Der Antichrist in der Literatur

von
Georg Alois Oblinger


Jede Zeit hat ihre Tabus. Die heutige Gegenwart hat viele Tabus früherer Zeiten aufgehoben, so zum Beispiel den gesamten Bereich der Sexualität, über den heute oft sogar zu sehr in aller Öffentlichkeit gesprochen wird. Dennoch gibt es auch heute Themen, an die niemand rühren darf. Und es gibt eine „politische Korrektheit“ und in der Kirche eine „klerikale Korrektheit“, die darüber wacht, daß diese Sprechverbote eingehalten werden. Zu den Themen, die innerkirchlich in den letzten Jahren in so gut wie keiner Predigt und keinem theologischen Traktat angesprochen wurden, gehören das Jüngste Gericht, die Hölle und erst recht der Antichrist.

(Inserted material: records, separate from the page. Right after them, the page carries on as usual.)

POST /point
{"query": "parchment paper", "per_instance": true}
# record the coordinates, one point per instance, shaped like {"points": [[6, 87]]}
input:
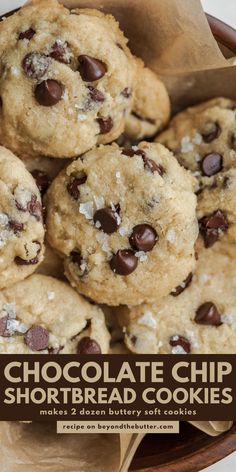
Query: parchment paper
{"points": [[174, 39]]}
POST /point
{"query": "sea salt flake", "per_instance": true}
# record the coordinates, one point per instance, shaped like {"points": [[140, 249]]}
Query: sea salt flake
{"points": [[147, 319], [170, 235], [86, 209], [141, 255], [186, 145], [51, 295], [99, 202], [197, 138]]}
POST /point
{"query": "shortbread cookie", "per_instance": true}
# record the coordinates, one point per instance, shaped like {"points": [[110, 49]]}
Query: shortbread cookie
{"points": [[44, 170], [66, 80], [151, 106], [203, 137], [21, 226], [44, 315], [199, 316], [124, 220], [217, 208]]}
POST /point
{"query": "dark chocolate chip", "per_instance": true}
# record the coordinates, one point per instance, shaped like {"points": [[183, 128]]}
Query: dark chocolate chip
{"points": [[126, 93], [91, 69], [16, 226], [108, 219], [182, 342], [88, 346], [211, 226], [212, 164], [76, 257], [207, 314], [180, 288], [105, 124], [28, 34], [42, 180], [96, 95], [124, 262], [49, 92], [35, 65], [55, 350], [143, 238], [212, 132], [60, 52], [37, 338]]}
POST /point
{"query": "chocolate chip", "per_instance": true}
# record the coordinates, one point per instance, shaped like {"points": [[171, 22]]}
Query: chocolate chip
{"points": [[106, 124], [95, 94], [180, 288], [60, 51], [55, 350], [76, 257], [212, 164], [108, 219], [16, 226], [3, 326], [126, 93], [49, 92], [212, 132], [35, 65], [182, 342], [42, 180], [211, 226], [143, 238], [124, 262], [28, 34], [88, 346], [207, 314], [91, 69], [37, 338]]}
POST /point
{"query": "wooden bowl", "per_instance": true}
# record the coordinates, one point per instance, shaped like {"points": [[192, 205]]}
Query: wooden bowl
{"points": [[191, 450]]}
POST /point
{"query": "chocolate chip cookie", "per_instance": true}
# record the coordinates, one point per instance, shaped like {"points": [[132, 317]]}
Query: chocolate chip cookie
{"points": [[42, 314], [199, 316], [151, 105], [203, 137], [21, 222], [124, 220], [66, 80]]}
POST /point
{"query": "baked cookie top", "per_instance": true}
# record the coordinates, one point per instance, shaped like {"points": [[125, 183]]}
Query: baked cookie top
{"points": [[66, 80], [122, 219], [21, 222], [42, 314], [199, 316]]}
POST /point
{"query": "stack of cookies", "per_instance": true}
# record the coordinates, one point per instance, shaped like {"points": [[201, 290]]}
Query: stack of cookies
{"points": [[109, 232]]}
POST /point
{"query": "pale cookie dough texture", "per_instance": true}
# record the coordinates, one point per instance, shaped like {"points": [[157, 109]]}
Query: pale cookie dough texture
{"points": [[198, 317], [21, 222], [203, 137], [124, 220], [42, 314], [66, 80], [216, 209], [151, 105]]}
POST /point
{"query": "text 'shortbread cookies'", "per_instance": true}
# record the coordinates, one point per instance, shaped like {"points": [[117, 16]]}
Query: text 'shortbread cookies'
{"points": [[151, 105], [203, 137], [199, 316], [66, 80], [124, 220], [42, 314], [21, 222]]}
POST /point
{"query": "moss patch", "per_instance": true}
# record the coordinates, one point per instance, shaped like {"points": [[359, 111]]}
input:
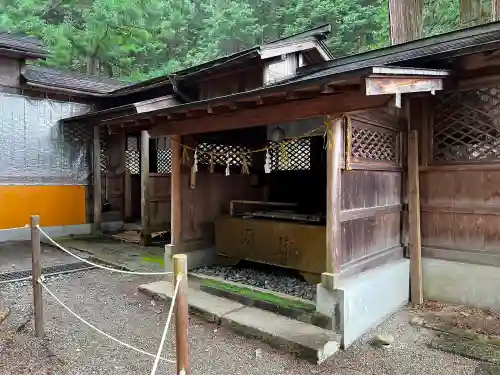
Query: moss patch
{"points": [[153, 259], [260, 296]]}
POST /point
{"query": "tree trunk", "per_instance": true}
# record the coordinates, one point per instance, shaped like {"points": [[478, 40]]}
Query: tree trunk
{"points": [[470, 12], [91, 65], [405, 17]]}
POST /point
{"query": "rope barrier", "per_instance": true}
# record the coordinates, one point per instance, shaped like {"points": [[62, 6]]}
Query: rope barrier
{"points": [[40, 281], [25, 227], [98, 265], [167, 324]]}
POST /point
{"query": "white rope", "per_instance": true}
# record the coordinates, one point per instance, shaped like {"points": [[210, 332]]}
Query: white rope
{"points": [[97, 329], [164, 336], [26, 226], [98, 265]]}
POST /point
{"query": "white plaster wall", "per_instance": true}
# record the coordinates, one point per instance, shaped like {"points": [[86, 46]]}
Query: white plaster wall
{"points": [[370, 297], [463, 283]]}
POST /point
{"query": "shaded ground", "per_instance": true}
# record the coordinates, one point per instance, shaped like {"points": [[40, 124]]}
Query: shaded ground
{"points": [[16, 256], [131, 256], [111, 302]]}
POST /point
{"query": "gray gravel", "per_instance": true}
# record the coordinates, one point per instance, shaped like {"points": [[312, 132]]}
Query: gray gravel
{"points": [[276, 280], [111, 302]]}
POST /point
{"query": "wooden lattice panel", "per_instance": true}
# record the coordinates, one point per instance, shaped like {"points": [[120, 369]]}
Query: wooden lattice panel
{"points": [[368, 143], [132, 155], [467, 126], [164, 161], [292, 155], [221, 153]]}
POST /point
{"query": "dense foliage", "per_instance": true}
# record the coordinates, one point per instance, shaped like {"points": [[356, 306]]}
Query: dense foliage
{"points": [[137, 39]]}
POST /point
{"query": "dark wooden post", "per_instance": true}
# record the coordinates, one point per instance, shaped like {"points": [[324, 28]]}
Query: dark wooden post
{"points": [[181, 315], [175, 180], [495, 10], [97, 180], [414, 219], [145, 214], [127, 195], [36, 272], [333, 180]]}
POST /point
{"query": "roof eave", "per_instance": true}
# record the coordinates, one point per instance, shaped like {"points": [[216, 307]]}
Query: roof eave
{"points": [[66, 90]]}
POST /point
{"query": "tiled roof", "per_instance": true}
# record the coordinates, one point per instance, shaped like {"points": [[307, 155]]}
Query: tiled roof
{"points": [[91, 85], [23, 45]]}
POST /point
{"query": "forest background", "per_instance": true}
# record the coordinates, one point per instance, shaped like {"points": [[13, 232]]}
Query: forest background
{"points": [[137, 39]]}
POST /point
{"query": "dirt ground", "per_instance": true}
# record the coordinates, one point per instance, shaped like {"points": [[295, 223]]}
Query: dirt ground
{"points": [[480, 321], [112, 303]]}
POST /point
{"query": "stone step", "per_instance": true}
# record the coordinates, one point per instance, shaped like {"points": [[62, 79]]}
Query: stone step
{"points": [[278, 303], [304, 340]]}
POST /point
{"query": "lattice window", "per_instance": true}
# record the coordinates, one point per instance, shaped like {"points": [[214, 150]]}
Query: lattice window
{"points": [[132, 155], [164, 161], [368, 143], [292, 155], [467, 126], [221, 153]]}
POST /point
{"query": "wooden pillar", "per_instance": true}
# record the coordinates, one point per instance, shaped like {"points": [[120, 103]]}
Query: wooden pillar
{"points": [[145, 214], [181, 315], [175, 193], [333, 180], [495, 10], [414, 219], [36, 273], [97, 180]]}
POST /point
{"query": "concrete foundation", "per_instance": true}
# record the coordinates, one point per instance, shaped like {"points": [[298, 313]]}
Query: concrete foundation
{"points": [[463, 283], [23, 234], [363, 301]]}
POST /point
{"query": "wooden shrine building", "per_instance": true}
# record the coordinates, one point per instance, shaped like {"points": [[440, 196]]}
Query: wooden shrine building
{"points": [[339, 168]]}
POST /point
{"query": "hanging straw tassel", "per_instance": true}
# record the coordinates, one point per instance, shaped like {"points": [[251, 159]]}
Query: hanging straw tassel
{"points": [[348, 143], [212, 162], [267, 165], [227, 165], [283, 155], [185, 156], [328, 136], [195, 161], [244, 165]]}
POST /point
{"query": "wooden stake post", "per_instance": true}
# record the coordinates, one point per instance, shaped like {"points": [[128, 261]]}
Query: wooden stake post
{"points": [[97, 180], [181, 315], [414, 219], [36, 272]]}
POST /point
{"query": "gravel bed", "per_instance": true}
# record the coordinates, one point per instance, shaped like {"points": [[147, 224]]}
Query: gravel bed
{"points": [[276, 280], [112, 303]]}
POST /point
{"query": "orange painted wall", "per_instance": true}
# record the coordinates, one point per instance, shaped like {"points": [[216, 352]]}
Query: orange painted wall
{"points": [[56, 205]]}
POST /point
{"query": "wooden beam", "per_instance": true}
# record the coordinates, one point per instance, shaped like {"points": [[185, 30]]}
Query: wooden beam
{"points": [[97, 180], [333, 180], [414, 219], [145, 214], [175, 205], [401, 85], [272, 114]]}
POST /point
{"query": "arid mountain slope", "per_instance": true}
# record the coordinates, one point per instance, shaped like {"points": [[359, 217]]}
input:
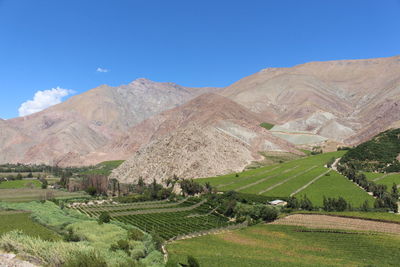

Da hat es schon für mediale Aufmerksamkeit gesorgt, als Kardinal Giacomo Biffi von Bologna bei den diesjährigen Fastenexerzitien des Papstes und der Römischen Kurie in einer Betrachtung sich auch der Person des Antichrist zuwandte. Hierbei zitierte er mehrfach aus dem Werk des russischen Schriftstellers Wladimir Solowjew. (...)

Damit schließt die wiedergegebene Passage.